This study investigates the impact of depth on the expressive power of recurrent neural networks (RNNs), with a focus on its relationship to memory capacity and the complexity of input transformations. Through theoretical analysis and empirical validation, the work formally establishes—for the first time—that increasing network depth efficiently enhances the memory capacity of RNNs. The analysis is further extended to second-order RNNs (2RNNs), revealing that multiplicative interactions between hidden states and inputs endow deep 2RNNs with polynomially growing transformation capabilities that cannot be replicated by stacking layers with standard nonlinear activations alone. Experiments on both synthetic and real-world tasks demonstrate the pronounced advantage of deep RNNs and 2RNNs in modeling high-order temporal dependencies.

The benefits of depth in feedforward neural networks are well known: composing multiple layers of linear transformations with nonlinear activations enables complex computations.
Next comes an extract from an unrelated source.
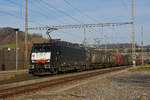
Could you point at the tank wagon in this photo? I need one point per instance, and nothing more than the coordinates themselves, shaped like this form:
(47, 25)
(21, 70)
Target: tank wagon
(61, 56)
While similar effects are expected in recurrent neural networks (RNNs), it remains unclear how depth interacts with recurrence to shape expressive power. Here, we formally show that depth increases RNNs' memory capacity efficiently with respect to the number of parameters, thus enhancing expressivity both by enabling more complex input transformations and improving the retention of past information. We broaden our analysis to 2RNNs, a generalization of RNNs with multiplicative interactions between inputs and hidden states. Unlike RNNs, which remain linear without nonlinear activations, 2RNNs perform polynomial transformations whose maximal degree grows with depth. We further show that multiplicative interactions cannot, in general, be replaced by layerwise nonlinearities. Finally, we validate these insights empirically on synthetic and real-world tasks.